I call it over the fence, and watch the exhausted corpse team put down their very late lunch, rise from their chairs, and head to the donning station.
A man in military fatigues roars up on a motorcycle, pops off the bike, and strides into triage with a folded paper in his hand. Second batch lab results.
“Ward C, Bed 7. Negative.”
“Ward C, Bed 6. Negative.”
“Ward A, Bed 8. Negative.”
Eight survivors in one day. A new record.
I lock the nurses station, kick off my gumboots, pull my scrub pants out of my socks, tie up my shoes, and drink more water. I look to my left, past the back fence of the ETU, to the gently rolling hills beyond, and the ridge where a single tall palm is silhouetted in the pale orange of the setting sun. I hold my hand up sideways, palm out, blocking my view of the blue tarpaulin-covered wall behind the burn pit. Above my hand the scene looks like a postcard a tourist would send home, with “Africa!” written across the front in cheerful teal-colored cursive writing.
I mull over whether my priority back at the dorm is to eat first, or to take a bucket shower. It’s not much of a contest. The bucket shower after stripping out of my filthy, dirty, smelly scrubs is frequently the highlight of my day.
Then, suddenly, through the chain-link fence twenty yards in front of me, a movement inside the Suspect ward catches my attention.

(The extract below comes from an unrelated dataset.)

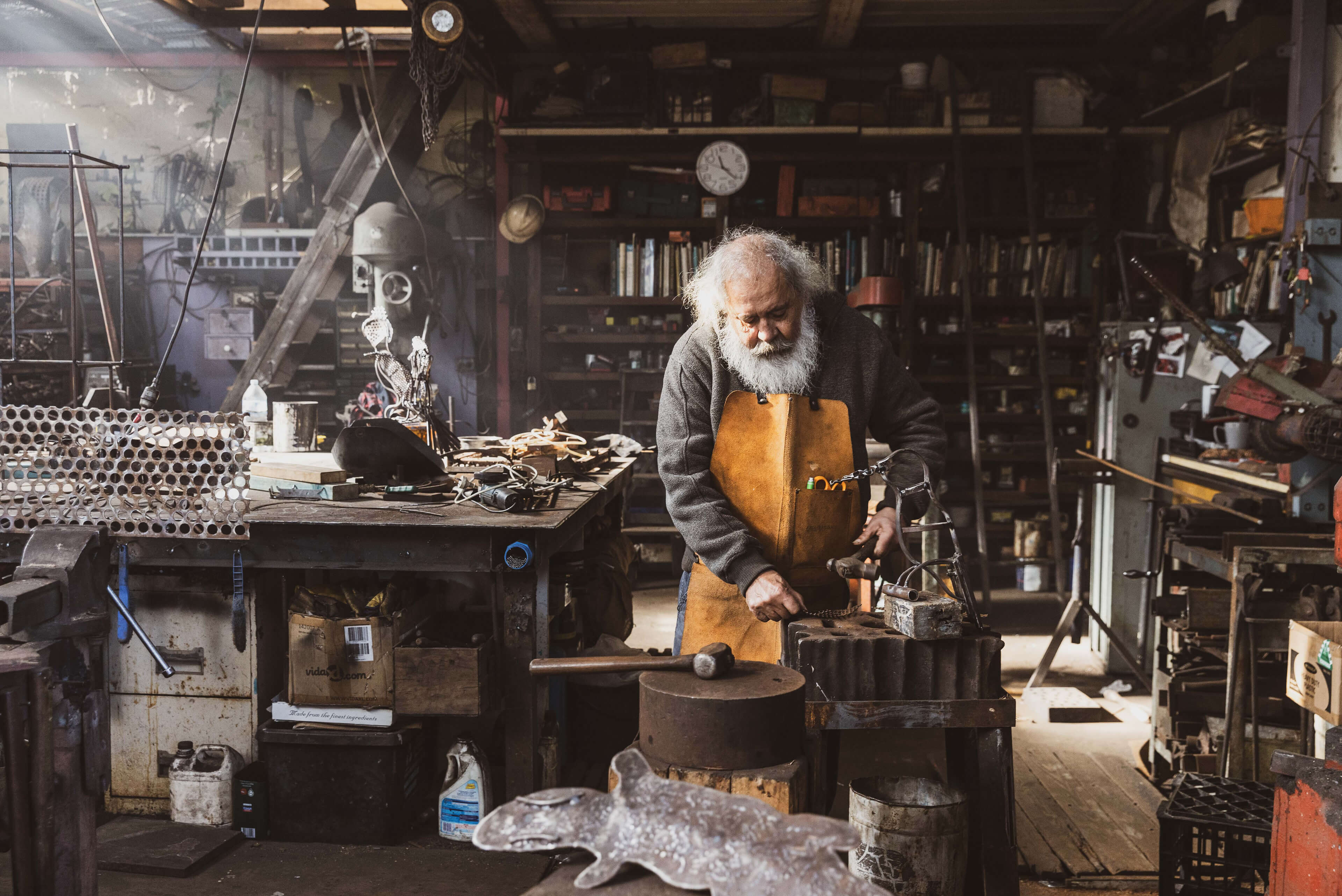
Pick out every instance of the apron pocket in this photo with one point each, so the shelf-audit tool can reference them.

A group of five men in spacesuits and elbow-length green gloves. Two in front, two in back. A sprayer behind, obliterating their footprints in a mist of chlorine.
The little boy getting his head washed, what an amazing moment. Good job girly. I am so proud of you. Keep scrubbing them clean, keep the count higher in your heart. Love from Minnesota.
When you left for Africa, you were already an amazing person; When you return, you will have changed in ways I cannot even begin to imagine. I look forward to seeing your smiling face in person upon your return. Stay amazing, dearest Martha.